On 14-04-30 05:40 AM, Quentin Glidic wrote:
On 2014-04-27 22:41, Matthew Brush wrote:
On 14-04-27 01:08 PM, Colomban Wendling wrote:
Le 27/04/2014 21:24, Matthew Brush a écrit :
Yeah I guess AM_PROG_VALAC() just issues those warnings instead of failing as I'd have expected.
In a perfect world, the generated *.[ch] files would be distributed and when compiling (from tarball at least) no Vala compiler would be required.
GNOME folks just say that distributing generated files was a bad design idea.
I can understand this, however not requiring an extra build-time dependency where not strictly necessary might improve chances of getting distributed (especially ex. on windows, not that multiterm counts :)
That's the very reason why the absence of valac doesn't trigger a failure (hence disabling the plugin): because tarballs include the C sources, and then valac isn't required unless you want to change the Vala source.
I'm not sure what we can do here… maybe magically detect it's not a tarball and then require valac? Not sure.
One not great option would be to check-in the generated source.
Just require this little dependency that Vala is for everyone.

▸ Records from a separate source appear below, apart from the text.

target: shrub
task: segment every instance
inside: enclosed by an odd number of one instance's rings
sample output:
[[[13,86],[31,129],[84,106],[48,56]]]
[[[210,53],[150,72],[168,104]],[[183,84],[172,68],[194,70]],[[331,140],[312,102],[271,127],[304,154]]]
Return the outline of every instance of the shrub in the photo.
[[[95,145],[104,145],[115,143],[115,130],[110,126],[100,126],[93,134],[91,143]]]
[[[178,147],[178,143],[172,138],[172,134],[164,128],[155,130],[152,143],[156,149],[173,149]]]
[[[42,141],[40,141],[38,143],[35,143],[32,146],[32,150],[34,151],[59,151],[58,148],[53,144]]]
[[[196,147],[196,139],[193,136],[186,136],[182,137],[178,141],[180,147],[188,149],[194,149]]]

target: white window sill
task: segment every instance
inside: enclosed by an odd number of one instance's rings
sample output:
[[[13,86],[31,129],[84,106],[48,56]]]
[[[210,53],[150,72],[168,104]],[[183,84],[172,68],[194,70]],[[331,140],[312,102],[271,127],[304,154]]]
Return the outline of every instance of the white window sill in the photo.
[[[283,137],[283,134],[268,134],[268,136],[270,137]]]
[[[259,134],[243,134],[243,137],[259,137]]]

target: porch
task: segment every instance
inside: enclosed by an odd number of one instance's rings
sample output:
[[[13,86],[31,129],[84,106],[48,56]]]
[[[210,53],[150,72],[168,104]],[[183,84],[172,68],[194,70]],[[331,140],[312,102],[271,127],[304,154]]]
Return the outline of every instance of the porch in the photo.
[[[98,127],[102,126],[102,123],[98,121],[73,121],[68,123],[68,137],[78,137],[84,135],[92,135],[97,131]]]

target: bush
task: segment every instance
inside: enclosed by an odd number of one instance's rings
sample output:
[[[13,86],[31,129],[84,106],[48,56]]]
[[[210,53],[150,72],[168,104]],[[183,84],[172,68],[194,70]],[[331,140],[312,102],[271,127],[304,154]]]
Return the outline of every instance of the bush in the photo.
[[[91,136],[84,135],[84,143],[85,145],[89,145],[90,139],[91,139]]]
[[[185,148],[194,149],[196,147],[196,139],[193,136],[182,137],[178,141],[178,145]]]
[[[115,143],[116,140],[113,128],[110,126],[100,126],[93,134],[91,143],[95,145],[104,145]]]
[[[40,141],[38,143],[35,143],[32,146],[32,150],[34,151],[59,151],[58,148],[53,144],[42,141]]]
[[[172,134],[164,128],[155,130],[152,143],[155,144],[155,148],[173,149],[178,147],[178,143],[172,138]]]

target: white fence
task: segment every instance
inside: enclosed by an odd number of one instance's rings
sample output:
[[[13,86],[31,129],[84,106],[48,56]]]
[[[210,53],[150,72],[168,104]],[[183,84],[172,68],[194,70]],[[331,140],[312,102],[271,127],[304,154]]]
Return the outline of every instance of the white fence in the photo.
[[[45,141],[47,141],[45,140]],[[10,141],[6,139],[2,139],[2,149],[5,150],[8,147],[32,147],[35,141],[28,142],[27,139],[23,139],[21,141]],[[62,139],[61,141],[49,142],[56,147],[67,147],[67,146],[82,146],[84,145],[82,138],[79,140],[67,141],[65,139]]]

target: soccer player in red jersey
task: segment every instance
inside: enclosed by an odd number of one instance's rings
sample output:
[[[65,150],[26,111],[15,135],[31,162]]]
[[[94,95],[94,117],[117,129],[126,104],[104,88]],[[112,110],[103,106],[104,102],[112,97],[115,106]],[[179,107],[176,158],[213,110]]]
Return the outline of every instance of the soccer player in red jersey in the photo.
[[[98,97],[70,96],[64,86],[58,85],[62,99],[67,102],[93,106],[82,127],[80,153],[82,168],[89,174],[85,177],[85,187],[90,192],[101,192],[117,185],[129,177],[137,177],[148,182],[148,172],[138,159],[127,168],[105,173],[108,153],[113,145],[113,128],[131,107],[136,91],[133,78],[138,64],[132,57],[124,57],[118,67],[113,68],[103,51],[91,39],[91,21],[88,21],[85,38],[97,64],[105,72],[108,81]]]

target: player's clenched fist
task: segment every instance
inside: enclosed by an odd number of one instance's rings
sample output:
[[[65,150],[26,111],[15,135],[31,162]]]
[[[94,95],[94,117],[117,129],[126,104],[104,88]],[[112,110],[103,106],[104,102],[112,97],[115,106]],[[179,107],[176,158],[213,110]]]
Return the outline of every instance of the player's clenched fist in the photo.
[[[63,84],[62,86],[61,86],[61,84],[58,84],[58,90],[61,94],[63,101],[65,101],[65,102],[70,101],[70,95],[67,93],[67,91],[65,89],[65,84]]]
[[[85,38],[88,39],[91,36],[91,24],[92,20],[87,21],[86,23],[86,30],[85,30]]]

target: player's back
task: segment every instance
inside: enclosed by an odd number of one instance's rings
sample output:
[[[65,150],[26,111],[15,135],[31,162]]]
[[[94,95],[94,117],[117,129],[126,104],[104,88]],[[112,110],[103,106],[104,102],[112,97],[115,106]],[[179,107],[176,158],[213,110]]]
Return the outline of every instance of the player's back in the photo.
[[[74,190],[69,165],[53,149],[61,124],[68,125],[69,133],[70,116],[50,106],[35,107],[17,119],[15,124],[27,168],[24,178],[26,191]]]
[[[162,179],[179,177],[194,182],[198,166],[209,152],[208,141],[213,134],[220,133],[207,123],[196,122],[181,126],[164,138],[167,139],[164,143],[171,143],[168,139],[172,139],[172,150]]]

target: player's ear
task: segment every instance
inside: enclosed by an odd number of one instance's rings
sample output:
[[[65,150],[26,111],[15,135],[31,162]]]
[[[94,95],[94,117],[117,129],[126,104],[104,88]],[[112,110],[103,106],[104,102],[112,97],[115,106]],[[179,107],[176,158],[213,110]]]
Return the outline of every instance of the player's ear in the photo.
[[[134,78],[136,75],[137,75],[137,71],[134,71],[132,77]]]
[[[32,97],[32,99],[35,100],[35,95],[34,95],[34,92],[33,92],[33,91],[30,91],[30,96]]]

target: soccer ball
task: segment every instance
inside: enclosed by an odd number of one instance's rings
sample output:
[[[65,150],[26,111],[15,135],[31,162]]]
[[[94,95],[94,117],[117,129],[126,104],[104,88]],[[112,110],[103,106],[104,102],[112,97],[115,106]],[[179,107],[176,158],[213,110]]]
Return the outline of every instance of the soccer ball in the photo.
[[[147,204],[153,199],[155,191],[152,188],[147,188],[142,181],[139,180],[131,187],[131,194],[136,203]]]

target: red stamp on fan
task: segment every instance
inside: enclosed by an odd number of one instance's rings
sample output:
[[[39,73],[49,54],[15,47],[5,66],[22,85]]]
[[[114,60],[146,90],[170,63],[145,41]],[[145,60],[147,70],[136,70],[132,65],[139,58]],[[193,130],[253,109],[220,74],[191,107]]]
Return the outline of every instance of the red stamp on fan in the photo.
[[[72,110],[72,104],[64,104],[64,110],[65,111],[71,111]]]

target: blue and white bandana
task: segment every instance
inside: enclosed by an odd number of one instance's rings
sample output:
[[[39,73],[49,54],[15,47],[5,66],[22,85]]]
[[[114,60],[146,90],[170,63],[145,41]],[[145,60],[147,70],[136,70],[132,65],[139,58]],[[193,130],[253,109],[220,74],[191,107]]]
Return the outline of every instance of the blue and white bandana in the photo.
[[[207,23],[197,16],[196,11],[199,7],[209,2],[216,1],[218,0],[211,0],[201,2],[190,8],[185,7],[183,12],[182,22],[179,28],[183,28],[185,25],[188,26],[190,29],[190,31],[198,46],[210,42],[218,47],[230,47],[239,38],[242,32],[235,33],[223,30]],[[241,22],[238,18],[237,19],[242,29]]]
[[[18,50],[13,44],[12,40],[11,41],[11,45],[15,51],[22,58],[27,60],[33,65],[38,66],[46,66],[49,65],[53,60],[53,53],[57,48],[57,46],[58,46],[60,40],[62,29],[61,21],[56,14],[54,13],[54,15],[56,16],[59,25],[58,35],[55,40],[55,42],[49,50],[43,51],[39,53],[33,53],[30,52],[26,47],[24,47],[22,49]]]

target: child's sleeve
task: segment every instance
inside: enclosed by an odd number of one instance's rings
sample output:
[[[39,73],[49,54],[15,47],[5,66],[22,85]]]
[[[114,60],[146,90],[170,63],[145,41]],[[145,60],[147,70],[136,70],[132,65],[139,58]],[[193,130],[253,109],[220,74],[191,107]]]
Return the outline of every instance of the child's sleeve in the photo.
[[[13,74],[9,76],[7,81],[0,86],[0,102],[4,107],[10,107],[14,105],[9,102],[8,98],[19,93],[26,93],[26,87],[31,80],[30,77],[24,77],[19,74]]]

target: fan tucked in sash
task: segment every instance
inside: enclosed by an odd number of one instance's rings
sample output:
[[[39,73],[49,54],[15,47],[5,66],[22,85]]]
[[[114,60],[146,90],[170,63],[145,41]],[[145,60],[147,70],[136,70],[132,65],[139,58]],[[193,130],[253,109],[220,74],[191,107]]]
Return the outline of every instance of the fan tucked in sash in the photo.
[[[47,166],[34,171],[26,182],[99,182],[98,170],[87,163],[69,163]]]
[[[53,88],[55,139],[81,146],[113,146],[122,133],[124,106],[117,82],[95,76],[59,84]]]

I'm not strictly opposed, but if it saves someone that is using the tarball/dist from having to install a bunch of Vala stuff even if they have no intention of modifying the original Vala sources, and Valac conveniently outputs nice portable C code, then I'm not sure.
Or consider that Git = non-tarball and do:
if test -d .git -a -z "$VALAC"; then AC_MSG_ERROR([valac is required to build from Git]) fi
I like this concept best... if you forced on Multiterm/etc/Vala, and you're building from Git, then you need Valac, else soft-fail and just use generated C sources from dist, unless explicitly disabled.